A free government cannot exist without religion and morals, and there cannot be morals without religion, nor religion without the Bible. [Zachary Taylor, “The President and the Bible”, New York Semi-Weekly Tribune, 4, no.11, May 9, 1849]

And in this century President Teddy Roosevelt still avowed:

The teachings of the Bible are so interwoven and entwined with our whole civic and social life, that it would be literally…I do not mean figuratively, I mean literally…impossible for us to figure to ourselves what that life would be if these teachings were removed.  We would lose almost all the standards by which we now judge both public and private morals; all the standards toward which we , with more or less resolution, strive to raise ourselves. [Theodore Roosevelt, A Square Deal, The Allendale Press, 1906, pgs. 203-204]

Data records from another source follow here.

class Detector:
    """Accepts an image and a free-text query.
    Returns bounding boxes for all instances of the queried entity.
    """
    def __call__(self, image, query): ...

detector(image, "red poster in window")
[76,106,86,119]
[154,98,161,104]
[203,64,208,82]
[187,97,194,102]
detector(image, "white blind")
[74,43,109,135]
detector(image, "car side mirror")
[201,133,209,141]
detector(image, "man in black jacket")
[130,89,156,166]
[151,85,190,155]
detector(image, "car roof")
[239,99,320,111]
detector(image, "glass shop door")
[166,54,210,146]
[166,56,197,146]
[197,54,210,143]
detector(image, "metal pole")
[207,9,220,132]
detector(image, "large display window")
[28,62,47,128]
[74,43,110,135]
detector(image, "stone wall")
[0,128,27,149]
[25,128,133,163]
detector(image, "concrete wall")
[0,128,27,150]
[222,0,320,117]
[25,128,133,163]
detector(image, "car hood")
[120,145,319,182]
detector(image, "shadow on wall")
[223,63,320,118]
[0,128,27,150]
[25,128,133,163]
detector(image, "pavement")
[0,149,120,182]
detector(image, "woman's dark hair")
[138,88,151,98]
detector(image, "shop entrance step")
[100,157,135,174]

It was not just the executive branch that was forthright in its declarations that morals must be drawn from the Bible.  The judicial branch was just as forceful.  For example, Judge Zephaniah Swift, author of the first American legal text, allowed that “moral virtue is substantially and essentially enforced by the precepts of Christianity” [Zephaniah Swift, The Correspondent, Windham, CT, 1793, pg. 119].  Justice John McLean, placed on the Supreme Court by President Andrew Jackson, also affirmed:

The morality of the Bible must continue to be the basis of our government. There is no other foundation for free institutions. [John McLean, letter dated November 4, 1852, in Testimony of Distinguished Laymen to the Value of the Sacred Scriptures, Particularly in their Bearing on Civil and Social Life, American Bible Society, 1853, pg.52].

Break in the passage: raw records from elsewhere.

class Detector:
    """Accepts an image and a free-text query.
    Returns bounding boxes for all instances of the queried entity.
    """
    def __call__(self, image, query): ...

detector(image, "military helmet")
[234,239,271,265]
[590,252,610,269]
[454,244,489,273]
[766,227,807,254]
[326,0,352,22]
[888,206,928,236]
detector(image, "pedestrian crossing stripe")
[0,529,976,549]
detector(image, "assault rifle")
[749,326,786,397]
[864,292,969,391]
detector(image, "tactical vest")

The US Supreme Court in a unanimous 1844 decision, queried, “Where can the purest principles of morality be learned so clearly or so perfectly as from the New Testament?” [Vidal v. Girard’s Executors, 43 US 127, 200, 1844]. When the American Medical Association adopted its original code of medical ethics 1847, it too acknowledged that religion and morality were also the foundation of medical principles [American Medical Association, introduction to the Code of Medical ethics Adopted by the Medical Association at Philadelphia in May 1847 and by the New York Academy of Medicine in October 1847, H. Ludwig and Co., 1848].

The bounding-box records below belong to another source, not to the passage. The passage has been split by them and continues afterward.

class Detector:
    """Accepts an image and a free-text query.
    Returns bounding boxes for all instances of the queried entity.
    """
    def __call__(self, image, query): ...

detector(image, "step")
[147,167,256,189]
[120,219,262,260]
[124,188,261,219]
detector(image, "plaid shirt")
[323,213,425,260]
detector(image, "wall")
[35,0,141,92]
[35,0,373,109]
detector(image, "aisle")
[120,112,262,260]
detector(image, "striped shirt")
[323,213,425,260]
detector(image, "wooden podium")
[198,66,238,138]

Part of what is perplexing about the current moral condition of America is not that we have so quickly abandoned and completely reversed positions long held to be moral but that we embrace the new morals even though there is abundant objective scientific and public-policy evidence demonstrating their harmfulness to ourselves and to our society.  We seem bent on committing societal suicide, if not national parricide.  The Bible assures us that all of God’s commands are given for our benefit, so that we can prosper and be successful [Deuteronomy 6:24; Joshua 1:8].  Even if someone held a completely secular viewpoint, then solely on the basis of public-policy evidence he or she would arrive at the same positions the Bible announces to be moral.  But this is not happening!

In the coming weeks I will address the following subjects: homosexuality; homosexual marriage; abortion; physician-assisted suicide; gun control; debt; entitlement programs; welfare; public school education; immigration policies; business regulation; national defense; and taxation.  As I address each subject I ask that you ask yourself…’Has government had a positive or negative impact on the subject matter’…and, ‘How have the churches, especially my/your church, impacted the subject in a positive or negative manner or have they just set back and watched society decay from the nation’s foundation principles’?  Remember, when good men do nothing, evil prevails.